# Query

What genes and pathways are uniquely targeted by HSCT conditioning drugs that are well- vs poorly- tolerated by FA patients?

# Workflow

**Input**: Two HSCT conditioning drug sets: (1) well-tolerated by FA patients (Set1d); (2) poorly-tolerated by FA patients (Set2d)

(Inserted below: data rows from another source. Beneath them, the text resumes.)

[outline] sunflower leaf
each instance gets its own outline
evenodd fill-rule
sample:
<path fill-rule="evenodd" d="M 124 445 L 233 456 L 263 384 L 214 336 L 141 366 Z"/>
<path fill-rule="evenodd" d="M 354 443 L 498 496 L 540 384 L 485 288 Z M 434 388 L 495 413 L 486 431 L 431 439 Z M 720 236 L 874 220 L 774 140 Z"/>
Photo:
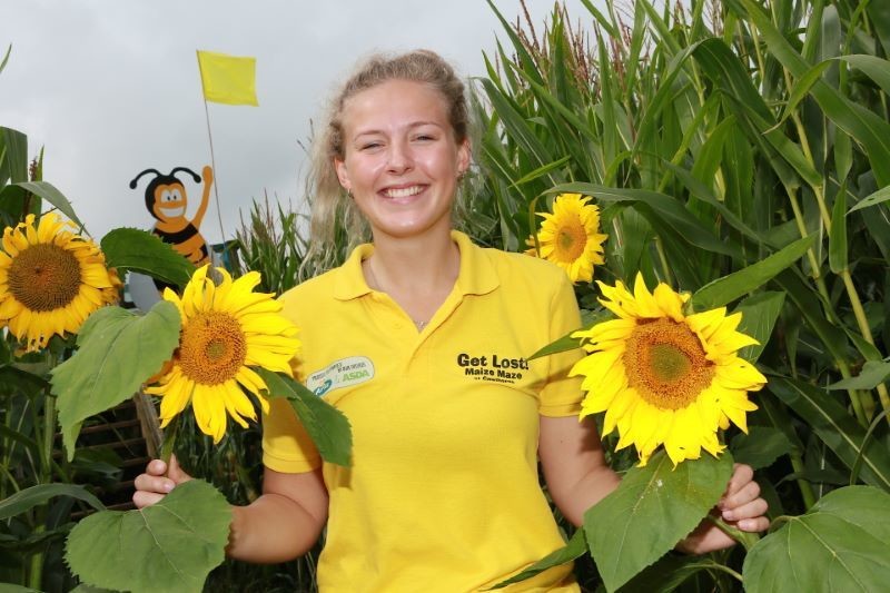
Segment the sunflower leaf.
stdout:
<path fill-rule="evenodd" d="M 791 442 L 784 433 L 772 426 L 750 426 L 748 434 L 735 435 L 730 444 L 735 461 L 746 463 L 752 470 L 769 467 L 775 459 L 789 454 L 791 448 Z"/>
<path fill-rule="evenodd" d="M 787 520 L 748 553 L 745 591 L 775 591 L 778 583 L 783 591 L 887 589 L 890 494 L 848 486 L 822 496 L 805 515 Z"/>
<path fill-rule="evenodd" d="M 71 530 L 66 560 L 81 581 L 106 589 L 195 592 L 225 560 L 231 508 L 210 484 L 184 482 L 139 511 L 102 511 Z"/>
<path fill-rule="evenodd" d="M 255 370 L 266 382 L 269 397 L 285 397 L 290 403 L 322 458 L 348 467 L 353 431 L 343 412 L 288 376 L 259 367 Z"/>
<path fill-rule="evenodd" d="M 526 579 L 531 579 L 532 576 L 540 574 L 547 569 L 558 566 L 560 564 L 565 564 L 566 562 L 572 562 L 576 557 L 583 556 L 586 552 L 587 545 L 584 542 L 584 530 L 580 528 L 574 533 L 574 535 L 572 535 L 572 538 L 568 540 L 568 543 L 565 544 L 564 547 L 554 550 L 521 573 L 516 574 L 515 576 L 511 576 L 506 581 L 501 581 L 492 589 L 504 589 L 513 583 L 525 581 Z"/>
<path fill-rule="evenodd" d="M 139 391 L 179 344 L 179 312 L 161 300 L 145 316 L 102 307 L 86 320 L 77 353 L 52 369 L 59 424 L 70 461 L 81 423 Z"/>
<path fill-rule="evenodd" d="M 578 329 L 589 329 L 594 325 L 599 324 L 612 317 L 612 313 L 609 309 L 597 309 L 597 310 L 585 310 L 581 314 L 581 327 L 577 329 L 573 329 L 568 332 L 563 337 L 555 339 L 534 353 L 532 356 L 528 357 L 530 360 L 534 360 L 535 358 L 541 358 L 542 356 L 550 356 L 551 354 L 557 354 L 561 352 L 574 350 L 581 345 L 581 338 L 573 338 L 572 334 L 577 332 Z"/>
<path fill-rule="evenodd" d="M 136 228 L 116 228 L 102 237 L 102 253 L 108 267 L 134 270 L 179 287 L 188 284 L 195 266 L 151 233 Z"/>
<path fill-rule="evenodd" d="M 584 514 L 596 567 L 615 591 L 685 537 L 726 490 L 732 456 L 703 454 L 675 468 L 659 451 Z"/>

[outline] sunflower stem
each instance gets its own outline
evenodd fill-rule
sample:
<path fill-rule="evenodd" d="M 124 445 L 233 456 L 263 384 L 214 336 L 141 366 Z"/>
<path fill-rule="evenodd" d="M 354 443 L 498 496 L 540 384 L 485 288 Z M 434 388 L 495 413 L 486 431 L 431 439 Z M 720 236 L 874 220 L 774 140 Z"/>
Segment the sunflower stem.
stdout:
<path fill-rule="evenodd" d="M 726 535 L 729 535 L 730 537 L 742 544 L 744 546 L 745 552 L 750 551 L 751 547 L 760 541 L 759 533 L 751 533 L 742 531 L 738 527 L 733 527 L 719 516 L 708 515 L 708 521 L 716 525 L 720 531 L 722 531 L 723 533 L 725 533 Z"/>
<path fill-rule="evenodd" d="M 164 429 L 164 441 L 160 444 L 160 458 L 164 463 L 170 463 L 170 456 L 176 447 L 176 433 L 179 432 L 179 415 L 174 416 Z"/>
<path fill-rule="evenodd" d="M 46 349 L 48 368 L 53 368 L 58 362 L 50 348 Z M 52 481 L 52 443 L 56 437 L 56 397 L 49 393 L 43 398 L 43 434 L 40 435 L 40 466 L 38 470 L 38 484 L 48 484 Z M 42 504 L 34 510 L 33 532 L 46 531 L 47 505 Z M 41 591 L 43 581 L 43 555 L 46 545 L 41 546 L 32 556 L 28 577 L 31 589 Z"/>

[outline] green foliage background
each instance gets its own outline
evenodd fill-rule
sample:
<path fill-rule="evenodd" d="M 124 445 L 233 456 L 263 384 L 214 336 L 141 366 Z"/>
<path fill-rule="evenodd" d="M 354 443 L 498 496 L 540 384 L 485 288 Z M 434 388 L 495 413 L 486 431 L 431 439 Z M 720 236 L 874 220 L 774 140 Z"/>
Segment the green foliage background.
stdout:
<path fill-rule="evenodd" d="M 586 552 L 605 565 L 607 541 L 578 532 L 551 560 L 576 557 L 589 591 L 736 591 L 742 580 L 748 591 L 880 590 L 890 576 L 881 545 L 890 524 L 890 8 L 877 0 L 584 4 L 583 14 L 556 6 L 543 27 L 502 16 L 505 41 L 485 56 L 487 76 L 471 82 L 477 164 L 457 224 L 482 244 L 522 250 L 535 210 L 561 191 L 587 194 L 610 236 L 596 279 L 627 283 L 642 271 L 650 286 L 693 293 L 699 309 L 743 310 L 741 329 L 762 343 L 744 355 L 770 383 L 752 397 L 760 409 L 750 433 L 724 441 L 756 470 L 775 521 L 759 543 L 708 557 L 669 553 L 650 567 L 654 556 L 601 574 Z M 41 201 L 76 219 L 40 179 L 39 158 L 29 171 L 24 135 L 0 132 L 2 221 L 39 211 Z M 240 266 L 263 273 L 263 289 L 284 291 L 300 279 L 305 227 L 268 202 L 249 218 Z M 596 286 L 576 291 L 594 318 Z M 46 357 L 19 357 L 11 340 L 0 345 L 0 581 L 53 591 L 73 584 L 59 554 L 71 512 L 97 506 L 89 492 L 108 478 L 103 465 L 76 471 L 83 463 L 52 456 L 47 376 L 71 347 L 57 342 Z M 178 441 L 189 471 L 230 502 L 257 495 L 257 429 L 235 432 L 220 447 L 188 423 L 180 431 L 191 434 Z M 630 471 L 632 452 L 614 445 L 606 438 L 610 463 Z M 654 458 L 650 465 L 660 471 Z M 647 475 L 634 472 L 629 483 Z M 12 498 L 51 483 L 66 486 Z M 645 543 L 631 537 L 625 556 L 641 556 L 633 546 Z M 797 573 L 804 581 L 775 563 L 789 551 L 805 563 Z M 206 590 L 314 591 L 314 557 L 266 567 L 227 561 Z"/>

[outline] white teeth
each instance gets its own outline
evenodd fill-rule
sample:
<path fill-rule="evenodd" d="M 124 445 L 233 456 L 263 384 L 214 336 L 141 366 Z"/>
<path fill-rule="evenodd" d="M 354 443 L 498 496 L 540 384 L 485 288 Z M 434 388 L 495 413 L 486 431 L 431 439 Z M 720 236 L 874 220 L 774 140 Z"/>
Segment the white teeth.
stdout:
<path fill-rule="evenodd" d="M 387 198 L 407 198 L 411 196 L 416 196 L 423 191 L 421 186 L 411 186 L 411 187 L 403 187 L 403 188 L 389 188 L 384 191 Z"/>

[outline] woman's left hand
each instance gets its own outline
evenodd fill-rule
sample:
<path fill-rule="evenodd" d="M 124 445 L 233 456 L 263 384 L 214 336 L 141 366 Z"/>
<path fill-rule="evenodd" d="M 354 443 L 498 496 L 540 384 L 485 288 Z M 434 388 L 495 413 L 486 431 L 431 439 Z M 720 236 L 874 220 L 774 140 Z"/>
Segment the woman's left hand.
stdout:
<path fill-rule="evenodd" d="M 736 463 L 715 512 L 740 531 L 761 532 L 770 526 L 770 520 L 764 516 L 767 507 L 767 501 L 760 497 L 760 485 L 754 482 L 754 471 L 750 465 Z M 688 554 L 706 554 L 733 544 L 735 540 L 705 518 L 676 548 Z"/>

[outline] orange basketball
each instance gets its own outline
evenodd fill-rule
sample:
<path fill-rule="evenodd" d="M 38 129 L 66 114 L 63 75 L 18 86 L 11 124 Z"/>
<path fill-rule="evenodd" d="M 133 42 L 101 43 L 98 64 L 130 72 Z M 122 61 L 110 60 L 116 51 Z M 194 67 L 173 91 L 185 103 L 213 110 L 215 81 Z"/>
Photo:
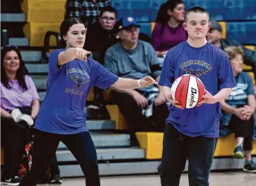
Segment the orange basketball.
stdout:
<path fill-rule="evenodd" d="M 175 79 L 172 87 L 173 99 L 184 108 L 191 108 L 202 101 L 205 88 L 201 80 L 194 75 L 184 74 Z"/>

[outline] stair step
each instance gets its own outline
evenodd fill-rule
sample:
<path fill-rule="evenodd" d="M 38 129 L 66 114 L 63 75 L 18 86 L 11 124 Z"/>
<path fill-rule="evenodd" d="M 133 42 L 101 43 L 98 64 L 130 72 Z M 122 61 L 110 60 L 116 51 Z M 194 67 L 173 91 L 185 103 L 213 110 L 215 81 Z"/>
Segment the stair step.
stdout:
<path fill-rule="evenodd" d="M 252 157 L 256 161 L 256 157 Z M 102 163 L 99 164 L 100 176 L 148 174 L 158 173 L 157 169 L 161 161 L 148 161 L 137 162 Z M 188 171 L 189 162 L 187 161 L 184 172 Z M 213 159 L 211 171 L 238 170 L 244 166 L 244 160 L 232 157 Z M 61 177 L 84 177 L 81 167 L 78 164 L 60 165 Z"/>
<path fill-rule="evenodd" d="M 42 52 L 41 51 L 27 51 L 22 50 L 20 51 L 22 60 L 24 62 L 39 62 L 42 58 Z"/>
<path fill-rule="evenodd" d="M 24 13 L 1 13 L 1 22 L 26 22 Z"/>
<path fill-rule="evenodd" d="M 156 173 L 160 161 L 99 164 L 100 176 Z M 79 165 L 60 165 L 61 177 L 83 177 Z M 120 185 L 121 185 L 121 184 Z"/>
<path fill-rule="evenodd" d="M 144 159 L 144 150 L 140 148 L 97 149 L 98 160 Z M 56 152 L 58 162 L 76 162 L 69 150 L 58 150 Z"/>
<path fill-rule="evenodd" d="M 130 134 L 92 134 L 95 148 L 114 148 L 130 146 Z M 66 145 L 60 142 L 58 150 L 67 150 Z"/>
<path fill-rule="evenodd" d="M 27 38 L 9 38 L 9 45 L 18 46 L 28 46 L 29 39 Z"/>

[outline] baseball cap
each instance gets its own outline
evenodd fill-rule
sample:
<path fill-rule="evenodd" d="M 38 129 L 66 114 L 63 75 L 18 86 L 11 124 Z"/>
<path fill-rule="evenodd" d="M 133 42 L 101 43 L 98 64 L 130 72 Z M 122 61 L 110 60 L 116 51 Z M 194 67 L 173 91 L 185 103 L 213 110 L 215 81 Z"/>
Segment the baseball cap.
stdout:
<path fill-rule="evenodd" d="M 131 16 L 123 17 L 116 23 L 116 29 L 118 31 L 130 29 L 133 27 L 140 27 L 136 20 Z"/>
<path fill-rule="evenodd" d="M 210 20 L 210 22 L 212 24 L 212 27 L 210 29 L 217 29 L 219 31 L 222 31 L 222 28 L 217 21 Z"/>

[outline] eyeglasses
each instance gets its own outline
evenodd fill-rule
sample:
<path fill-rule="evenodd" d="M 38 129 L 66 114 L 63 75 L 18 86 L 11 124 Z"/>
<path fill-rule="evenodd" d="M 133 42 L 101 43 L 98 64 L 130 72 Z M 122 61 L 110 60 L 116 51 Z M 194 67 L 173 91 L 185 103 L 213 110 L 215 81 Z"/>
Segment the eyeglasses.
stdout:
<path fill-rule="evenodd" d="M 15 49 L 18 49 L 18 46 L 17 45 L 4 45 L 4 46 L 2 46 L 1 48 L 1 49 L 8 49 L 8 48 L 15 48 Z"/>
<path fill-rule="evenodd" d="M 108 20 L 109 20 L 109 22 L 114 22 L 114 20 L 116 20 L 116 18 L 113 18 L 113 17 L 100 17 L 100 19 L 102 19 L 104 22 L 107 22 Z"/>

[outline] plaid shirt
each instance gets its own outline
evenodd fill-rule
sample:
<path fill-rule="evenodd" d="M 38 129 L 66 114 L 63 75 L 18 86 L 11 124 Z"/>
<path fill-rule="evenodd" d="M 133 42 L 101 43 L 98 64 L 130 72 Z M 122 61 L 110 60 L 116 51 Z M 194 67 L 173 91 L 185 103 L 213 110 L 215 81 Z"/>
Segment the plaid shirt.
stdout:
<path fill-rule="evenodd" d="M 109 5 L 111 5 L 110 0 L 97 0 L 95 3 L 93 0 L 67 0 L 65 18 L 81 17 L 94 23 L 100 15 L 100 8 Z"/>

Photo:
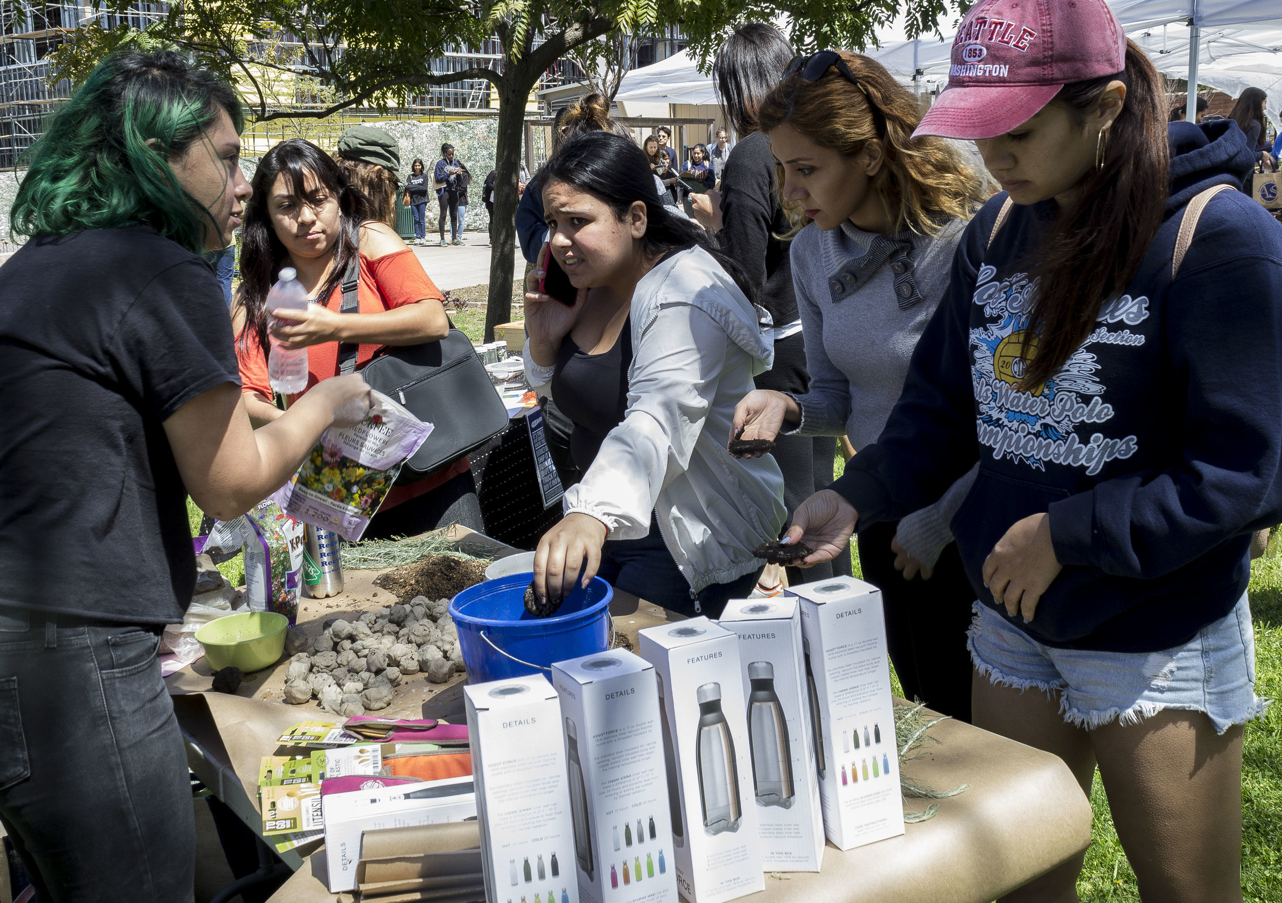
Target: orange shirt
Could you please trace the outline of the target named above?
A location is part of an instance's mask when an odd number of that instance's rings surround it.
[[[444,300],[445,295],[436,287],[431,277],[423,272],[423,264],[414,257],[414,251],[406,248],[403,251],[386,254],[376,260],[370,260],[364,254],[360,255],[360,281],[356,285],[356,303],[359,313],[382,313],[392,310],[405,304],[414,304],[423,299],[435,298]],[[326,301],[329,310],[337,313],[342,308],[342,286],[335,286],[329,300]],[[356,351],[356,368],[374,357],[381,345],[360,345]],[[236,342],[236,358],[240,364],[241,391],[262,392],[264,398],[272,398],[272,384],[267,377],[267,358],[263,349],[253,337],[247,342]],[[308,389],[338,376],[338,342],[327,341],[320,345],[308,346]],[[303,390],[305,392],[306,389]],[[303,392],[299,392],[301,395]],[[299,395],[290,395],[292,404]],[[383,500],[382,509],[408,502],[418,495],[428,493],[441,484],[451,480],[459,473],[470,469],[467,457],[459,458],[451,464],[446,464],[426,480],[419,480],[403,486],[392,486]]]
[[[359,313],[382,313],[426,298],[444,300],[445,295],[423,272],[423,264],[418,262],[414,251],[409,248],[377,260],[370,260],[364,254],[360,255],[360,282],[356,286]],[[326,307],[335,313],[342,308],[341,285],[335,286]],[[359,368],[374,357],[374,351],[379,348],[381,345],[360,345],[356,351],[356,367]],[[253,339],[244,344],[237,341],[236,357],[240,363],[242,391],[259,391],[264,398],[272,398],[272,384],[267,378],[267,358],[258,341]],[[310,345],[308,348],[308,389],[331,376],[338,376],[338,342],[327,341],[320,345]],[[305,392],[306,389],[303,391]],[[299,395],[301,394],[299,392]],[[291,395],[288,400],[292,403],[299,395]]]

**Step 1.** Retrieve proteins targeted by set of well-tolerated HSCT conditioning drugs --> Set1p

**Step 2.** Retrieve proteins targeted by set of well-tolerated HSCT conditioning drugs --> Set2p

**Step 3.** Retrieve genes encoding proteins in Set1p vs Set2p --> Set1g, Set2g

**Step 4.** Retrieve pathways associated with genes in Set1g vs Set2g --> Set1pw, Set2pw

**Step 5.** Retreive other genes involved in pathways in Set1pw vs Set2pw --> Set1g', Set2g'

**Step 6.** Execute set comparison analysis to return the set of genes that is uniquely targetd by poorly tolerated drugs (i.e. effected directly or indirectly by poorly tolerated drugs, but not affected by well-tolerated drugs)

**Output**: Set of genes that may be uniquely targeted by pre-conditioning drugs that are poorly tolerated by FA patients.

# Sources & Routes

**Step 1 & 2**: **Drug to Protein** [Drug and Compound API](http://c.biothings.io)

**Step 3**: **Protein to Gene** [MyGene.info](http://mygene.info)

**Step 4**: **Gene to Pathway** [MyGene.info](http://mygene.info)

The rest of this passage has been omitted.